A propensity score model for statin use includes age, sex, cholesterol, diabetes, and smoking. After matching, treated and control groups have excellent balance on all five variables. Does this guarantee an unbiased treatment effect estimate?
AYes — if all included covariates are balanced, the comparison is as good as a randomized trial
BNo — balance on observed covariates does not ensure balance on unmeasured confounders (e.g., health consciousness, diet quality) that may still bias the estimate
CYes — propensity score matching eliminates all confounding by design
DNo — propensity score methods can never produce valid causal estimates
Propensity score methods achieve balance on observed covariates included in the propensity model. They cannot address unmeasured confounders — variables that affect both treatment and outcome but were not measured. If health-conscious people are more likely both to take statins and to have better outcomes (through diet, exercise, etc.), this confounding persists even after perfect propensity score matching. The no-unmeasured-confounders assumption is the fundamental limitation and is not testable from the data alone.
Question 2 Short Answer
IPTW creates a pseudo-population where treatment is independent of measured confounders. A treated subject with propensity score 0.9 receives a weight of 1/0.9 ≈ 1.11, while a treated subject with propensity score 0.1 receives a weight of 1/0.1 = 10. Why does the subject with the lower propensity get a higher weight?
Think about your answer, then reveal below.
Model answer: A treated subject with propensity score 0.1 is unusual — most similar people did not receive treatment. This subject is underrepresented among the treated relative to the overall population. Weighting by 1/0.1 = 10 means this subject 'represents' 10 similar people in the population, most of whom would not have been treated. The weighting creates a pseudo-population where treatment assignment is independent of the covariates, mimicking randomization. Subjects who are uncommon in their treatment group receive higher weights because they carry more information about what would happen if treatment assignment were random.

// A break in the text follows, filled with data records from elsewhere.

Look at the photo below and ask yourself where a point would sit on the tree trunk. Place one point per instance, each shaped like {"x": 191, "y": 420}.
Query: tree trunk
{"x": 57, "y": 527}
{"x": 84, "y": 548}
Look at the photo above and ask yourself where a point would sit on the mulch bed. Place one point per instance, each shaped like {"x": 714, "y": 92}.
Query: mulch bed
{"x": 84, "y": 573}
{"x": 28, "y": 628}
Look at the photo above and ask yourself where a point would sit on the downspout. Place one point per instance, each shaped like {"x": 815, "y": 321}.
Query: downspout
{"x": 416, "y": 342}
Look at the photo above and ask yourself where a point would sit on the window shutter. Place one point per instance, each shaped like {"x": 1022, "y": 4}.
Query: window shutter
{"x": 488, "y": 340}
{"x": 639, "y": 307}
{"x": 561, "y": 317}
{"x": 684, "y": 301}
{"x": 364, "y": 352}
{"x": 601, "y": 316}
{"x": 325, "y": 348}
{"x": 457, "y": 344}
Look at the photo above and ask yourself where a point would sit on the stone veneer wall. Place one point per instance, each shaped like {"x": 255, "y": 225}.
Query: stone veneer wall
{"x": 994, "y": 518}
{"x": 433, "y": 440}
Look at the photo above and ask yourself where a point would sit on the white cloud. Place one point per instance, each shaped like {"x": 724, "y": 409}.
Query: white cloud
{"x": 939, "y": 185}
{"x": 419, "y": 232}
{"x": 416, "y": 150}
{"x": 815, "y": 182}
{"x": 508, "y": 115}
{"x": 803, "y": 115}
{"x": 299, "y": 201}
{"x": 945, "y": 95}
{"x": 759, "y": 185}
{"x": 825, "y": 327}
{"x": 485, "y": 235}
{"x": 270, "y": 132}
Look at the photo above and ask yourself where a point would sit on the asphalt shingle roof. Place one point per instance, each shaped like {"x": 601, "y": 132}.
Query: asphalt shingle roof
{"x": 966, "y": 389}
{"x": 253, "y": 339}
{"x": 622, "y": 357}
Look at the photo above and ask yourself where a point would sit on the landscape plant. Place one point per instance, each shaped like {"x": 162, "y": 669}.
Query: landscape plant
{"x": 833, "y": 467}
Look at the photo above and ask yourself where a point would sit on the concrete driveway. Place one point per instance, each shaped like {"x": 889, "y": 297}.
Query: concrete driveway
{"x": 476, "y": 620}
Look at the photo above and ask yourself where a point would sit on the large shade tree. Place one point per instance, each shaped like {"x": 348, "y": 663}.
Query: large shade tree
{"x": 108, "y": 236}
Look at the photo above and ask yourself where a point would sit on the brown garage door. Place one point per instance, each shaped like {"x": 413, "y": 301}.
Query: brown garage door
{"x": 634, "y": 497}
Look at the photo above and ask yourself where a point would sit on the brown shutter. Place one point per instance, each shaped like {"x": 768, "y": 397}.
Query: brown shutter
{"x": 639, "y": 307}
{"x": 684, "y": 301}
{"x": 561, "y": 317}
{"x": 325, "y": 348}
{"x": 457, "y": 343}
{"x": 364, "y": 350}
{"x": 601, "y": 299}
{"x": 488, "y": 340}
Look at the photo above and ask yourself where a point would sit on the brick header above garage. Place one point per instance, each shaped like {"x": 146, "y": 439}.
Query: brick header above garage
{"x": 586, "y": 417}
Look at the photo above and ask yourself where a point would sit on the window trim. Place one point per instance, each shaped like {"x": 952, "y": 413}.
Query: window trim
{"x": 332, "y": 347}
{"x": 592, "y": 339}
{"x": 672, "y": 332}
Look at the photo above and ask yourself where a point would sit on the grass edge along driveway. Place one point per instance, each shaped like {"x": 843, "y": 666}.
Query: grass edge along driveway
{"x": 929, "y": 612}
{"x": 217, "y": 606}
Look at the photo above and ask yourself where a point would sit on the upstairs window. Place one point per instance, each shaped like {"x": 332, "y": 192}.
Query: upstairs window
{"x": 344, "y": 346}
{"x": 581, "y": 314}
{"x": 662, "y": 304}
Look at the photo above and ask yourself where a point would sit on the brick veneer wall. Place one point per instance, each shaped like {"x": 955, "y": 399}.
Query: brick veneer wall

The intuition is analogous to survey weighting: if a demographic group is undersampled, each observed member of that group gets a higher weight to represent the unobserved members. IPTW does the same for treatment groups — making each group representative of the full population by upweighting subjects whose treatment status is surprising given their characteristics. Extreme weights (very high or very low propensity scores) can cause instability, which is why weight trimming or stabilized weights are often used.
Question 3 True / False
Propensity score matching and IPTW estimate the same causal effect.
TTrue
FFalse
Answer: False
Propensity score matching typically estimates the Average Treatment Effect on the Treated (ATT) — the effect among those who actually received treatment — because treated subjects are matched to similar controls. IPTW with standard weights estimates the Average Treatment Effect (ATE) — the effect if the entire population were treated versus untreated. With ATT weighting, IPTW can also estimate the ATT. The choice between ATT and ATE depends on the research question: ATT is relevant when you want to know whether treatment helped those who received it; ATE is relevant for policy decisions about treating everyone.